Mental Health Awareness week is over for another year, but it’s important that we don’t only have this at the forefront of our mind for one week a year. This needs to be something we consider on a regular basis. The topic this year was Be Kind, and this applies to ourselves as well as our actions towards others.
One way to Be Kind to ourselves is to consider our relationship with social media.
I find social media can be a real mix of helpfulness and negativity. Helpful because it reminds me of the friends I have, the jokes we share and is a good way to stay in touch, which is really positive for me. If I notice one of my friends having a hard time, then I can contact them and help. Conversely, friends have reached out and helped me at times through social media.

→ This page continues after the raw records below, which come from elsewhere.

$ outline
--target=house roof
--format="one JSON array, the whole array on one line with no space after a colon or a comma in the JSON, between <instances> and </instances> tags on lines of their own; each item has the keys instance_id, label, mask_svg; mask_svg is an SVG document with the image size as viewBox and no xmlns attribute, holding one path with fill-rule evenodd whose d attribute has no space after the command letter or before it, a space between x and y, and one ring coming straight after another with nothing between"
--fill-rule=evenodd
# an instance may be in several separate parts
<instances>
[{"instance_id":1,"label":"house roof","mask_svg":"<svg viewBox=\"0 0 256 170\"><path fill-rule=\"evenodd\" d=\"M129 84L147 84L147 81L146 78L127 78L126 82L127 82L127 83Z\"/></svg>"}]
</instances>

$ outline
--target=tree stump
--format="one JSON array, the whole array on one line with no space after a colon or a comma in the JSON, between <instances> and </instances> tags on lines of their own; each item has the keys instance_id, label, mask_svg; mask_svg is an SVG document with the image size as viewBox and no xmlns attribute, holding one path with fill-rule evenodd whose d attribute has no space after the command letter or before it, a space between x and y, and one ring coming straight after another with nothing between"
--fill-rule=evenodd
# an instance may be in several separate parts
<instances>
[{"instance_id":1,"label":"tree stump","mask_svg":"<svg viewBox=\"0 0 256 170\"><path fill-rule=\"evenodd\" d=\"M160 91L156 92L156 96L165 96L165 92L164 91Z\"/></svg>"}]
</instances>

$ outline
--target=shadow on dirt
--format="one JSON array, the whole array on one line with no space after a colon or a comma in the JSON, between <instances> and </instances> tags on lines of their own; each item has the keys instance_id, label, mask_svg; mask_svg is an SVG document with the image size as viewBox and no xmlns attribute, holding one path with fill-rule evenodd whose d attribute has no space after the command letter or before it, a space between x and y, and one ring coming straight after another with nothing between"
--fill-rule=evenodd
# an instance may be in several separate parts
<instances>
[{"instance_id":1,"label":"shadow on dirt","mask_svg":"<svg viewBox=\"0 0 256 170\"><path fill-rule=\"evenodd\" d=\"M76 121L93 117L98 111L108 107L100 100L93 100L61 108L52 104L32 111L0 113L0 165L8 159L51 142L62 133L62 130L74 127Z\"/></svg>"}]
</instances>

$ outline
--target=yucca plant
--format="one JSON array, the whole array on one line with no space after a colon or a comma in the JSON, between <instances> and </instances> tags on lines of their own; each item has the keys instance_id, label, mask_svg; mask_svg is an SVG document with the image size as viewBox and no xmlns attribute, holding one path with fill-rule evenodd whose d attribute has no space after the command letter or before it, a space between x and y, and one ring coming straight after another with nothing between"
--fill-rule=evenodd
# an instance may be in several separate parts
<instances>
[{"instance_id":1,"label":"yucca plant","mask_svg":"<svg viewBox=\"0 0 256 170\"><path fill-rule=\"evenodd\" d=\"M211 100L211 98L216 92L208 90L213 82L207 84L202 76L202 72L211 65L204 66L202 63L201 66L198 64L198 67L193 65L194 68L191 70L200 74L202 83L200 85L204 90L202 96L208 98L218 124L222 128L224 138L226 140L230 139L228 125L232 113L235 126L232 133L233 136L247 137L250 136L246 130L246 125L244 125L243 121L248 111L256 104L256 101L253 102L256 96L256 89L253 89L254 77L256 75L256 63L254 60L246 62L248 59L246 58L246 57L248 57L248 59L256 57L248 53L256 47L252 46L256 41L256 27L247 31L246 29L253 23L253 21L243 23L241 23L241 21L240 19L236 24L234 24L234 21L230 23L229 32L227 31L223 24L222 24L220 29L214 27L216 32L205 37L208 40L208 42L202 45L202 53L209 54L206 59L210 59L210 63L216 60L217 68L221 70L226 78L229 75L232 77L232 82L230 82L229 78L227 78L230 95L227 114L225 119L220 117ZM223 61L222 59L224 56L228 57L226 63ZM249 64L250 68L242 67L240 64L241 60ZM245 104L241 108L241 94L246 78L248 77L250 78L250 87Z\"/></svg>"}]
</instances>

However, there can be negative side to it too, because it often shows only the positive side of other people’s lives and you use it to measure your own life!
Now more than ever, it can be both good and not so good.
I have (rightly or wrongly) made a conscious decision to interact less on social media just now – I use it to share recipes and funny animal videos, but I don’t use it to follow the news – it can be difficult to tell fact from fiction. I don’t use it to engage with debate on who is dealing with Covid-19 better or worse than another country and I try and stay away from too much coronavirus discussions. Some people say it makes them feel more upset, worried and depressed, and subsequently they have very negative thoughts. This made me think of the phrase `You are what you think` We know the power of thought can have a huge impact on our lives. Negative emotions prevent our brain from seeing the other options and choices around us.
In times of constant negative messaging, we need to be aware that negative thinking can magnify the negative aspects of a situation. That can mean during this time, that we cannot see a way out, we forget to try to appreciate our surroundings.
So, what can we practically do to help if everything is getting on top of you….
• Make use of social media to stay in touch with friends but acknowledge that people don’t share the mundane or difficult times so you are only seeing a snap shot of their life (and usually the good bit they want you to see).
• Try not to rely on social media to validate what you do and don’t measure your life by the number of likes you receive
• Recognise when you are in the spiral of negative thought
• Refocus your mind on something else – pick up an engaging novel to read, start a crossword or puzzle. It is important that it is an activity that engages your brain, keeps it active and doesn’t mean your thoughts can wander.
• Go for a walk or a run – and focus on your surroundings. Sometimes a walk or run lets your mind wander onto the negative thoughts, though that is usually short lived. As you exercise, endorphins are released which trigger a positive feeling.
Take care of yourselves. Don’t let mental health only be a consideration for one week a year. Look at the FECAVA on-line resources and reach out if you are in need of help.